I'd think that technically speaking lower bandwidths would conserve transmit power thus increase broadcast range slightly but the difference between 5kHz and 10kHz audio bandwidth is so small compared to something like FM upwards of 200kHz to AMs 10-20kHz occupied space that it probably doesn't matter so why not use higher fidelity audio on AM to make everyone happy from cheap radios to SDRs set wide open? We're talking pirating anyways, so no need to follow strict bandwidth rules unless the pirate band gets congested.

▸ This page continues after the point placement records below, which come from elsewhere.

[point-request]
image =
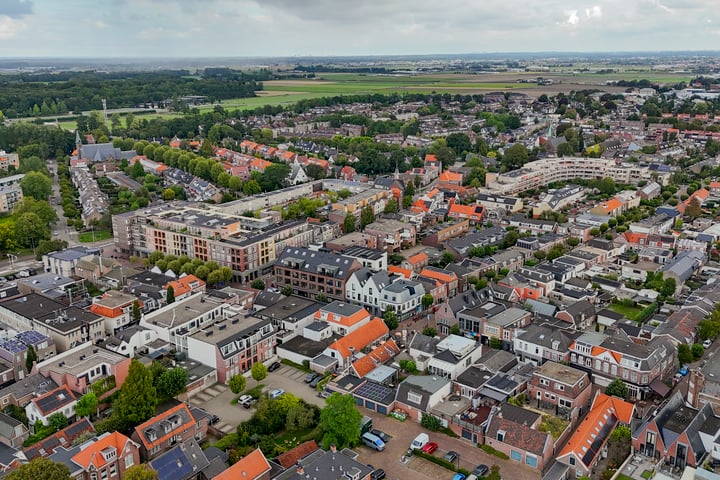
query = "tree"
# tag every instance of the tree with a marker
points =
(170, 295)
(617, 388)
(42, 468)
(140, 472)
(137, 314)
(340, 421)
(427, 300)
(237, 383)
(693, 209)
(57, 421)
(258, 371)
(390, 319)
(30, 358)
(138, 397)
(30, 229)
(36, 185)
(172, 382)
(87, 405)
(684, 354)
(367, 216)
(349, 223)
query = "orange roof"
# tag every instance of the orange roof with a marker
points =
(92, 454)
(360, 338)
(441, 276)
(448, 176)
(157, 418)
(358, 316)
(417, 258)
(407, 273)
(250, 467)
(291, 457)
(376, 357)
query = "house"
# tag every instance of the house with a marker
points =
(514, 431)
(538, 343)
(418, 394)
(84, 365)
(253, 466)
(116, 308)
(12, 431)
(565, 389)
(344, 349)
(312, 273)
(109, 456)
(165, 430)
(453, 355)
(584, 447)
(59, 400)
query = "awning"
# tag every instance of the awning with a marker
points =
(660, 388)
(494, 394)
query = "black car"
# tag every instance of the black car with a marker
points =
(451, 456)
(481, 470)
(378, 474)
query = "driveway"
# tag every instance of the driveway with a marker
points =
(402, 433)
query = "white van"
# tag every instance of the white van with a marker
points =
(373, 441)
(420, 441)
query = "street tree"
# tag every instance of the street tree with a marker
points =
(258, 371)
(340, 421)
(138, 397)
(36, 185)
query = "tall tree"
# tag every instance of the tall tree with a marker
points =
(36, 185)
(137, 399)
(340, 421)
(40, 468)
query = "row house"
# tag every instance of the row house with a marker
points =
(311, 273)
(232, 346)
(562, 388)
(167, 429)
(607, 357)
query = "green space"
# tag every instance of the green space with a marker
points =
(630, 312)
(97, 236)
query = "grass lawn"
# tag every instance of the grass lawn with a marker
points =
(629, 312)
(86, 237)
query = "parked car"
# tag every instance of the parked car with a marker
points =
(451, 456)
(481, 470)
(378, 474)
(275, 393)
(429, 447)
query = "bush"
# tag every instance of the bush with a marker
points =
(492, 451)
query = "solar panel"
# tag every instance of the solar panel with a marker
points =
(172, 465)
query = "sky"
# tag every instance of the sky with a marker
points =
(248, 28)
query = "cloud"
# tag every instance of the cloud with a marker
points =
(16, 8)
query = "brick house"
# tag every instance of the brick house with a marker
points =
(108, 457)
(167, 429)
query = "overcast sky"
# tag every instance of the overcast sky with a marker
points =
(213, 28)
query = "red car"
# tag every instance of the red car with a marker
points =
(430, 447)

Just some caffeinated thoughts ;D

Edit: Discussion of SSB bandwidth welcome too! I'm so used to AM mode that I forgot this applies to SSB as well.

14
10/11 meters / What is with 11m lately?
« on: May 24, 2018, 1157 UTC »
Anyone else notice that even though we are on the low end of the 11 year cycle the CB band is picking up big at times I never recall? Yet lower frequencies are completely dead. It seems 10+MHz is doing swell but anything lower is worse than ever! I tuned in 80m last night and heard two hams and that was it, yet at the same time I heard hundreds of people on CB 11m.
Right now as I post this, 6:55AM EST I am hearing skip from all over, that's not normal. Even at night lately and last night I heard people talking skip into the moon hours.
What is up with the sun? I thought when we are on the cycle low we are working local only but I am hearing stuff that reminds me of years ago when the solar cycle was high.
What gives? Am I going nuts?
Meanwhile I can't even tune in coast to coast am at night, how will I sleep w/o george snoory telling me bedtime stories?

15
The RF Workbench / Noticeable drift to listeners
« on: November 25, 2015, 1730 UTC »
Just curious if one was to use a VFO for frequency generation how much it would take until it becomes obvious that the station is using a free running VFO?

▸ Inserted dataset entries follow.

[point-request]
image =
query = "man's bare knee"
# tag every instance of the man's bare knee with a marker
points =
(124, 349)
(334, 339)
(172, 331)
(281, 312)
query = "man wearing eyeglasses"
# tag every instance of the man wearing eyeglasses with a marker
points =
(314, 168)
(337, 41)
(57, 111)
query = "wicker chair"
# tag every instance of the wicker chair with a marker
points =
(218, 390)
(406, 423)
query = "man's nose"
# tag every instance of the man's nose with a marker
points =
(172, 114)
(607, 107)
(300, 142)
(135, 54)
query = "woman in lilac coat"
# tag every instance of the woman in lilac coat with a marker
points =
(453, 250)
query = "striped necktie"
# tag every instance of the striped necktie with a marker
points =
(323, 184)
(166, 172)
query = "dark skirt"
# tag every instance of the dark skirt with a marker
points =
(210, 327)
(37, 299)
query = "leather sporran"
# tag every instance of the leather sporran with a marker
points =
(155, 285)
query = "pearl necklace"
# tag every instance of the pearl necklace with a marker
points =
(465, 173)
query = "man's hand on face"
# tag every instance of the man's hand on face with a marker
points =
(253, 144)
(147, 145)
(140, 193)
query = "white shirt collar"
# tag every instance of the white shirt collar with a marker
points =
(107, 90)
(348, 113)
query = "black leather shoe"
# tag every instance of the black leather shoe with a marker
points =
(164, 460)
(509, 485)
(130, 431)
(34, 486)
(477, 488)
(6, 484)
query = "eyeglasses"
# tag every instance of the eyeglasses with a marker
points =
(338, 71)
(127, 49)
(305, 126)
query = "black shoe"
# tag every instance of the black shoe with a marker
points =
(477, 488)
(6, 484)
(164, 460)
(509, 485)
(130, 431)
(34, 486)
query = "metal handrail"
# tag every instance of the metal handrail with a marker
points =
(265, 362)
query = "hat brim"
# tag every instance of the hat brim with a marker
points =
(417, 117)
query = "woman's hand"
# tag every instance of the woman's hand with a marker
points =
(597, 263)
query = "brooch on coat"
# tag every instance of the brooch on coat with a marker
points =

Is 50hz drift over an hour varying +-25hz occasionally even notable on AM? (currently where I have my circuit zeroed in at, improving a tiny bit each time I try different capacitors)
I realize with SSB this could be an issue fine tuning on the listeners end but with AM I can't imagine this would be of issue correct?
I know there are a few people here who log stations down to 100hz, like 6925.5 for example, but as long as the signal is within a few 10s of hz would that many people even notice?
I worry because I damn near have this VFO built but worry that it will become blatantly obvious that I am using one to some people who are anal about logging frequency and I don't want to be that broadcaster that "drifts".

I know for a fact that pirates of the past used transmitters using VFOs, and it makes me wonder just how much they drifted over an hour or two of broadcasting after a basic warm up. Hell there are even pirates here still using tube based VFOs that broadcast. Those suckers have to drift a ton even when running to specification right?
Can anyone here that did that speak up and admit how much it drifted so?